What if an employee working remotely had a heart attack and emergency crews couldn’t reach him for 35 minutes? That’s what happened in this case, and now the deceased worker’s widow has sued the company.
Larry Sells worked as a conductor for CSX Transportation Inc. In August 2006, Sells had to leave the train and manually operate a switch to change tracks in a rural area of Clay County, FL.
After he exited the train, Sells suffered a heart attack. The train’s engineer discovered Sells about two minutes after he had the attack.
As required by CSX policy and in compliance with federal regulations prohibiting employees from using cell phones while operating a train, the engineer contacted CSX’s dispatcher via the train’s radio system.
Because the dispatcher wasn’t able to describe Sells’ exact location, the EMTs’ arrival was delayed by up to 15 minutes. It took the EMTs a total of about 35 minutes to reach Sells at which point there was nothing they could do to save his life.
Sells’ widow sued CSX under the Federal Employers Liability Act (FELA), alleging CSX’s negligence caused Sells’ death.
His widow claimed CSX owed a duty to provide Sells with a reasonably safe workplace and it breached that duty by failing to:
- take reasonable measures to ensure Sells received prompt, timely and adequate medical attention
- provide reasonably safe equipment – CSX failed to equip its trains with automated external defibrillators (AEDs)
- train Sells’ co-workers in CPR, and
- call promptly for emergency personnel after Sells collapsed.
A jury returned a verdict in favor of Sells’ widow, but CSX asked the trial judge to set the jury’s verdict aside and rule in its favor as a matter of law.
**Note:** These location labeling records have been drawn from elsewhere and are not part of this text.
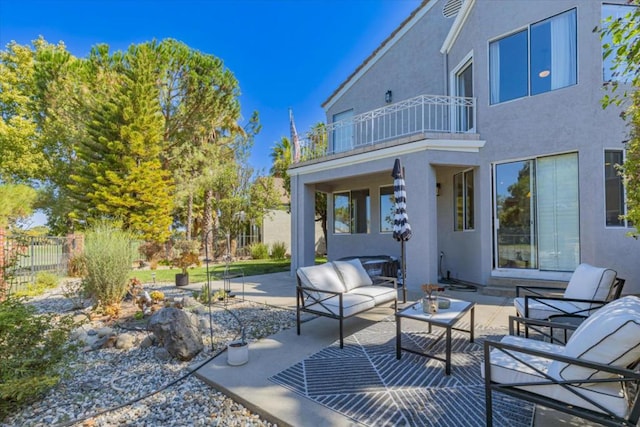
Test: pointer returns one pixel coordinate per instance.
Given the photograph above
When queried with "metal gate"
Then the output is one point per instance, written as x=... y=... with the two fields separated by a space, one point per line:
x=29 y=256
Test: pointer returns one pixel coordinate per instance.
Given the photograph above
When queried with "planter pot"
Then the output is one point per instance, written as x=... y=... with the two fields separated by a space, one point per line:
x=182 y=279
x=237 y=353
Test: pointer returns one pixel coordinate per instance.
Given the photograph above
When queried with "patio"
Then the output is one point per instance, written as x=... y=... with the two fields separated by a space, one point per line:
x=252 y=384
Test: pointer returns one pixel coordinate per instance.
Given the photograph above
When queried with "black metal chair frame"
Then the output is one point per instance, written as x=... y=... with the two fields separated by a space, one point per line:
x=625 y=376
x=535 y=293
x=307 y=298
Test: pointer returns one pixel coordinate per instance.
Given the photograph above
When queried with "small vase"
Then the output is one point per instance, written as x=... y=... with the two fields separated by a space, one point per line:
x=430 y=304
x=237 y=353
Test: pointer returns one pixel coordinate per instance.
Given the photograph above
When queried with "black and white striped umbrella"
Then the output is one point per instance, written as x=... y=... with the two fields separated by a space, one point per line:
x=401 y=227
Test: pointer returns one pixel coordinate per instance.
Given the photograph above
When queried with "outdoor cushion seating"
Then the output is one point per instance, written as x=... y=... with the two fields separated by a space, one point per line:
x=593 y=376
x=589 y=289
x=341 y=289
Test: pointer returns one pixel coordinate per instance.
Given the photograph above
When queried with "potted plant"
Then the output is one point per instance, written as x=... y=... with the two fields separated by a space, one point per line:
x=238 y=351
x=185 y=254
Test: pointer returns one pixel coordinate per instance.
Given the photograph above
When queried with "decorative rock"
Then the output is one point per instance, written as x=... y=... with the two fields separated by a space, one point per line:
x=125 y=341
x=162 y=354
x=147 y=342
x=176 y=332
x=103 y=332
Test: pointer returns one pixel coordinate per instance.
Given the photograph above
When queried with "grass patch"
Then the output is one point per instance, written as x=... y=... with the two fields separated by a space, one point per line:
x=199 y=274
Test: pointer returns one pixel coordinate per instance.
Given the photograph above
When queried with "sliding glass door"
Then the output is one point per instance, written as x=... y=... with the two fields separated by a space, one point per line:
x=536 y=214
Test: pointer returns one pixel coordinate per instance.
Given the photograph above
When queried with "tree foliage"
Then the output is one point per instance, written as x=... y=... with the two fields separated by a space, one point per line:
x=147 y=136
x=624 y=91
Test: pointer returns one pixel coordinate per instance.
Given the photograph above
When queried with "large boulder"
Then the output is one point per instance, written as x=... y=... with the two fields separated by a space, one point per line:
x=177 y=332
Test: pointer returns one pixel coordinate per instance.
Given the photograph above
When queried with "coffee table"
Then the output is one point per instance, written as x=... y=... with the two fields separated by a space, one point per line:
x=444 y=318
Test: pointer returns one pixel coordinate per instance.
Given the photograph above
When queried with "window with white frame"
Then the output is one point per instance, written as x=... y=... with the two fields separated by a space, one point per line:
x=538 y=59
x=351 y=212
x=464 y=88
x=536 y=213
x=614 y=196
x=387 y=201
x=463 y=200
x=614 y=12
x=342 y=134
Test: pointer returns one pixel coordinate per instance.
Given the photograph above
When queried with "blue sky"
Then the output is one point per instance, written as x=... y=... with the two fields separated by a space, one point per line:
x=284 y=53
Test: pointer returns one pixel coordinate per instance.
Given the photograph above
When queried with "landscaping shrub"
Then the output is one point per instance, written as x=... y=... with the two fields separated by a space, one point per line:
x=107 y=255
x=278 y=250
x=259 y=251
x=33 y=348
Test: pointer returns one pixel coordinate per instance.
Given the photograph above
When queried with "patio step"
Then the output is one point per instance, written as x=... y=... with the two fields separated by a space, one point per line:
x=506 y=286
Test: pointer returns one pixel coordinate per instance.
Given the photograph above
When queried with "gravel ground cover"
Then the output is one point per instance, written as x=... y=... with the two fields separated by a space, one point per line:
x=138 y=387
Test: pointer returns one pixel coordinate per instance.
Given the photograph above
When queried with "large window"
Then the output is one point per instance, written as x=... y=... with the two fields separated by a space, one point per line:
x=614 y=189
x=614 y=12
x=343 y=131
x=537 y=214
x=387 y=210
x=351 y=212
x=536 y=60
x=463 y=200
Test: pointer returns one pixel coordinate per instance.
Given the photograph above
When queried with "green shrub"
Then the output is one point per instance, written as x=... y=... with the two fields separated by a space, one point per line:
x=47 y=280
x=33 y=347
x=259 y=251
x=278 y=250
x=107 y=256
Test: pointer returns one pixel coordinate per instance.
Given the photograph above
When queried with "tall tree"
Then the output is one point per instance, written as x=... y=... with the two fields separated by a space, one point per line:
x=625 y=91
x=123 y=176
x=21 y=154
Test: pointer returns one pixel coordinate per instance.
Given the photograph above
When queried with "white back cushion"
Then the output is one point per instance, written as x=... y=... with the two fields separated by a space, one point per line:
x=353 y=274
x=610 y=336
x=589 y=282
x=322 y=277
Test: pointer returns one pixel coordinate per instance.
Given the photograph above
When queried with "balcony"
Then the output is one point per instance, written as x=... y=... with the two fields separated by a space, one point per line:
x=422 y=114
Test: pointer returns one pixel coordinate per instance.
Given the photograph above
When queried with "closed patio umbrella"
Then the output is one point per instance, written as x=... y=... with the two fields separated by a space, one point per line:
x=401 y=227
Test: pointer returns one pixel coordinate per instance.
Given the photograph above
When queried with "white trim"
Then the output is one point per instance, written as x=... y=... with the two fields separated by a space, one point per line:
x=454 y=32
x=394 y=151
x=379 y=54
x=531 y=274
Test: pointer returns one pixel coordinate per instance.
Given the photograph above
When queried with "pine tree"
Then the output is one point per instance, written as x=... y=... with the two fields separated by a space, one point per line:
x=123 y=178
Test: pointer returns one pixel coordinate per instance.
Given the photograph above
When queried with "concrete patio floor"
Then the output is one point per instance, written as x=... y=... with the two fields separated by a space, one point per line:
x=249 y=384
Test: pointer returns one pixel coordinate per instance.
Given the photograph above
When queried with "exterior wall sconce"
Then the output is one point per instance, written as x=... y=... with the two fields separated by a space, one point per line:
x=388 y=97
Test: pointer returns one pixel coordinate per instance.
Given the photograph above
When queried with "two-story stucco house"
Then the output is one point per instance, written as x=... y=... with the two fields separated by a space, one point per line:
x=493 y=108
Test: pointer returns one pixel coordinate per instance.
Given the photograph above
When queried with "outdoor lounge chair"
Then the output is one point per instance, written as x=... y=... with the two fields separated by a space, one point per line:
x=589 y=289
x=594 y=376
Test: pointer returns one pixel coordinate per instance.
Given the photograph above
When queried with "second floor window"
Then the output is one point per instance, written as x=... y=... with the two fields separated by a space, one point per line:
x=538 y=59
x=614 y=12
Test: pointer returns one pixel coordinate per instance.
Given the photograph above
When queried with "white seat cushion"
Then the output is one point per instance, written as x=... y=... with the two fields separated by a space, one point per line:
x=380 y=294
x=539 y=309
x=322 y=277
x=507 y=370
x=353 y=304
x=610 y=336
x=352 y=273
x=589 y=282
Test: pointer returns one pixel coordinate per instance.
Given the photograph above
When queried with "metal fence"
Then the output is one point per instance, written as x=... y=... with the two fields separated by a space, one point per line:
x=33 y=255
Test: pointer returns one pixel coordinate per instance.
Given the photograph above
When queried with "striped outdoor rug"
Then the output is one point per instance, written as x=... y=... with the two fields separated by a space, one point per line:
x=365 y=381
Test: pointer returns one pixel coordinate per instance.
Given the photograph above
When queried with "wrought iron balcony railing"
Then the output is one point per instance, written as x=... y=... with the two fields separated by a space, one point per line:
x=421 y=114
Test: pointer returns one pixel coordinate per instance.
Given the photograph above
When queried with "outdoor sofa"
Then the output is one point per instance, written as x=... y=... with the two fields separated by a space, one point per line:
x=593 y=376
x=341 y=289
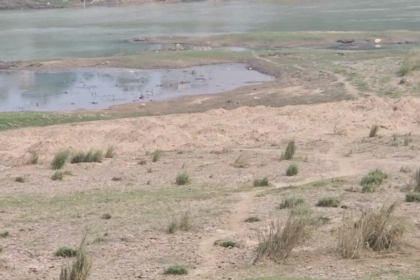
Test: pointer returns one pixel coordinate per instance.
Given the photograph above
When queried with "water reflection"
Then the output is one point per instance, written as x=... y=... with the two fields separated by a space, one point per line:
x=99 y=89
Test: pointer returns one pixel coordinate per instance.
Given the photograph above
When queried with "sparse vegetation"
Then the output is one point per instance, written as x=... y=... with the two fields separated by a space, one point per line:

The judge accepted the CSX motion and ruled in the company’s favor. The judge concluded CSX had no duty to anticipate that Sells might suffer a heart attack and that his widow failed to provide any evidence that CSX’s response contributed to his death.
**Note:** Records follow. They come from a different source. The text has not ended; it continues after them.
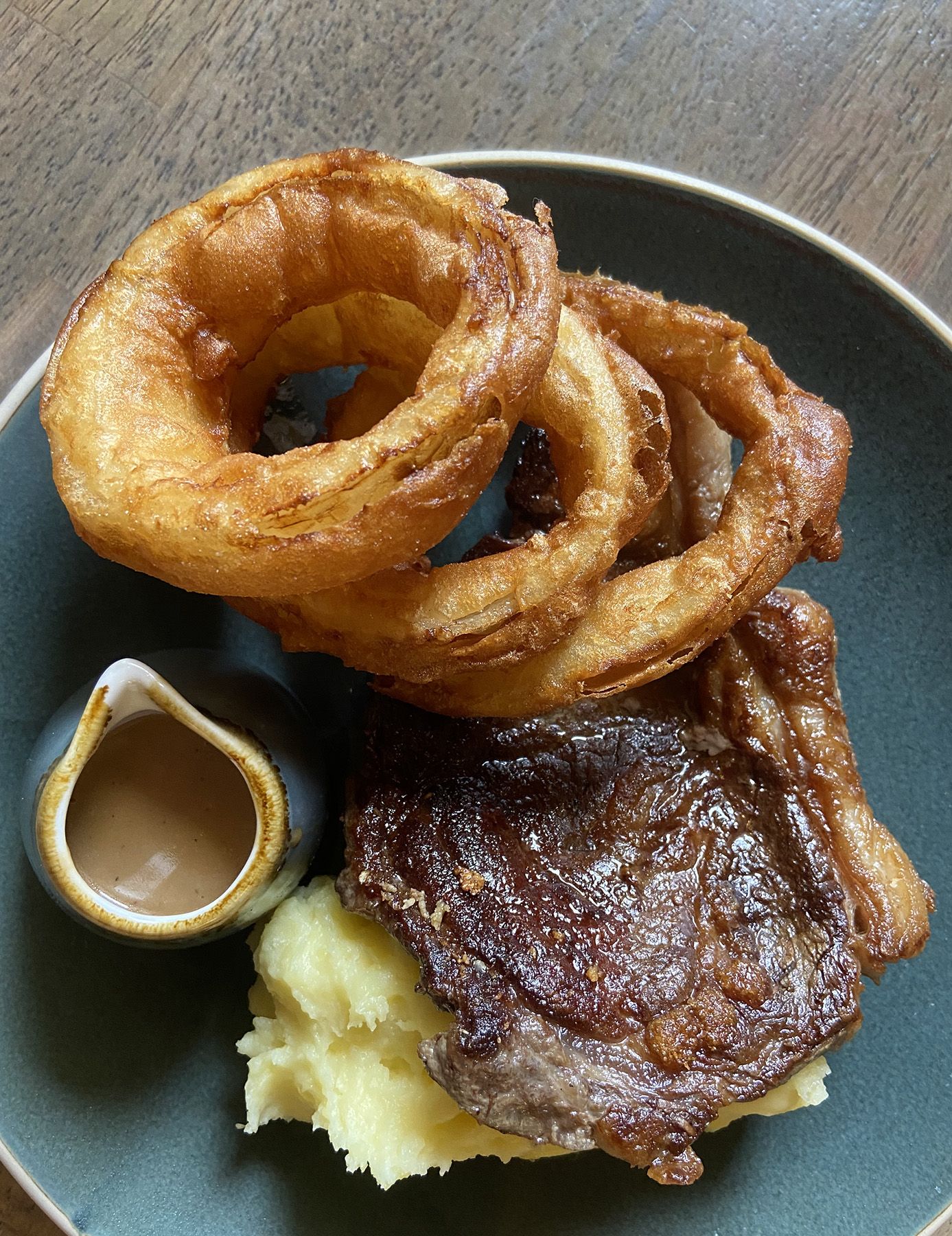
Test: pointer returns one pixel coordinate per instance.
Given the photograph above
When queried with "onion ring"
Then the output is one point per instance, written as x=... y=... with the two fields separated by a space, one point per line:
x=136 y=396
x=609 y=437
x=780 y=508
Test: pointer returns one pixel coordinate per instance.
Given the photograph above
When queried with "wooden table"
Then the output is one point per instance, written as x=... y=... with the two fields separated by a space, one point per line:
x=114 y=111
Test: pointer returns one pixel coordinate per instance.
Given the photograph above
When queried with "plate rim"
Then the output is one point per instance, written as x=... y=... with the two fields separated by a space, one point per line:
x=578 y=162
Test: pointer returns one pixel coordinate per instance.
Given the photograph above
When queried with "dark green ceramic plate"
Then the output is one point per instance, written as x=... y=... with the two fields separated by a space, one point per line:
x=120 y=1088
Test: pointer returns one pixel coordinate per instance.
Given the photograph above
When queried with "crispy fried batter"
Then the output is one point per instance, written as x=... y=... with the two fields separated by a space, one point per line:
x=609 y=434
x=780 y=507
x=136 y=396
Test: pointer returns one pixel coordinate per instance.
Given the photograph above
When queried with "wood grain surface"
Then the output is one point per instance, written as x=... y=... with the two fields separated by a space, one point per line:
x=111 y=111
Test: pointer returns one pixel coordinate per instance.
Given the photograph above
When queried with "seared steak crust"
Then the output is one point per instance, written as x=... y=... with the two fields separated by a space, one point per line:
x=635 y=914
x=641 y=908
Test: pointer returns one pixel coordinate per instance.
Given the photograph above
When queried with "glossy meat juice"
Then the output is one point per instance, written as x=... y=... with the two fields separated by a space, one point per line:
x=159 y=821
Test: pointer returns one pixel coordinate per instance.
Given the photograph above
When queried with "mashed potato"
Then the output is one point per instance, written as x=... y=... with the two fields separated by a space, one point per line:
x=336 y=1026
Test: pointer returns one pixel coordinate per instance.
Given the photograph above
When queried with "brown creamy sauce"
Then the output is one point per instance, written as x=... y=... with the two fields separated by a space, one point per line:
x=159 y=820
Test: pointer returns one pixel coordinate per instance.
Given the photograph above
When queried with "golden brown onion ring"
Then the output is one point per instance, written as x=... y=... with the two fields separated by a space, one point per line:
x=136 y=396
x=609 y=437
x=780 y=508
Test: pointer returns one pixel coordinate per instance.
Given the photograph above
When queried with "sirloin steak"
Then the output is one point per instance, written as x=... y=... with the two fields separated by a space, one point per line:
x=640 y=908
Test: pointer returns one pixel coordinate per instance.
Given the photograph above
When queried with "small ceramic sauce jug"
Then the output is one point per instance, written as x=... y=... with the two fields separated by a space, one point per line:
x=248 y=717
Sells’ widow took her case to a Florida appeals court which recently issued a ruling.
CSX slow to act, but …
Under FELA, a railroad is responsible for its employees’ injury or death caused in whole or part by the railroad’s negligence. The railroad must also provide a reasonably safe workplace, work conditions, and tools and equipment under the law.
As part of the duty to provide a safe workplace, the employer is required to get medical assistance for an employee when the employee becomes seriously ill and is unable to take care of himself.
However, an employer isn’t required to take preventive action in anticipation of a worker becoming ill or injured. For that reason, the appeals court agreed with the trial court that CSX had no duty to provide AEDs for its employees on its trains.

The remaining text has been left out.